Microsoft cancelt mehrere Copilot Funktionen für Windows 11

Microsoft hat mehrere früher geplante Copilot-Integrationen für Windows 11 nicht weiterverfolgt. Betroffen sind vor allem Benachrichtigungen, die Einstellungen-App und der Datei-Explorer. Diese Funktionen waren 2024 im Umfeld der Copilot+ PCs angekündigt worden. Sie erschienen später weder breit noch in einer öffentlichen Vorschau. Microsoft bestätigte auf Nachfrage nur allgemein, dass intern oder öffentlich gezeigte Funktionen sich ändern, ersetzt werden oder ganz entfallen können.
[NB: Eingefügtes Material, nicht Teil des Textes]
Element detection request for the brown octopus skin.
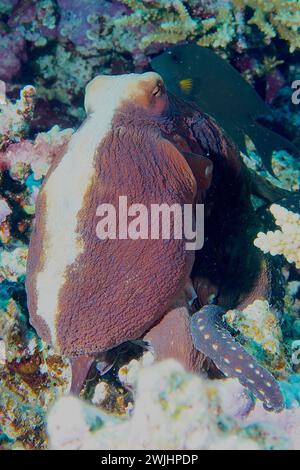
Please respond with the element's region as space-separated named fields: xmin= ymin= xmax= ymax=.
xmin=26 ymin=74 xmax=196 ymax=356
xmin=26 ymin=73 xmax=282 ymax=408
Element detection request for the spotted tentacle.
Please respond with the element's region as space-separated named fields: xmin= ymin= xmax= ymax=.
xmin=191 ymin=305 xmax=283 ymax=411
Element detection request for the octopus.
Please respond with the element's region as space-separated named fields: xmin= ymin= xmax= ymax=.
xmin=26 ymin=72 xmax=283 ymax=411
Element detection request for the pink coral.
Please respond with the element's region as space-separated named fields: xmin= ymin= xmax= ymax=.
xmin=0 ymin=126 xmax=72 ymax=179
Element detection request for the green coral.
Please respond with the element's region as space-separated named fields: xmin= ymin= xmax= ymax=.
xmin=233 ymin=0 xmax=300 ymax=52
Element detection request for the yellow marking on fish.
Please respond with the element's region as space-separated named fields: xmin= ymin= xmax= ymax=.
xmin=179 ymin=78 xmax=193 ymax=95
Geplante Copilot-Funktionen für Windows 11 sind nie im System angekommen

Die ursprüngliche Idee war deutlich größer. Copilot sollte direkt in zentrale Oberflächen von Windows 11 eingreifen. Dazu gehörten Vorschläge in Benachrichtigungen, Hilfen in den Einstellungen und Aktionen im Datei-Explorer. Windows Central berichtet jetzt, dass diese Pläne intern auf Eis gelegt wurden. Besonders weit vom Markt entfernt blieb das Benachrichtigungs-Konzept. Dort sollte Copilot Ein-Klick-Aktionen wie Antworten auf Nachrichten oder das Öffnen von Dateien direkt aus einer Notification anbieten. Genau diese Form gilt nun laut Bericht als gestrichen.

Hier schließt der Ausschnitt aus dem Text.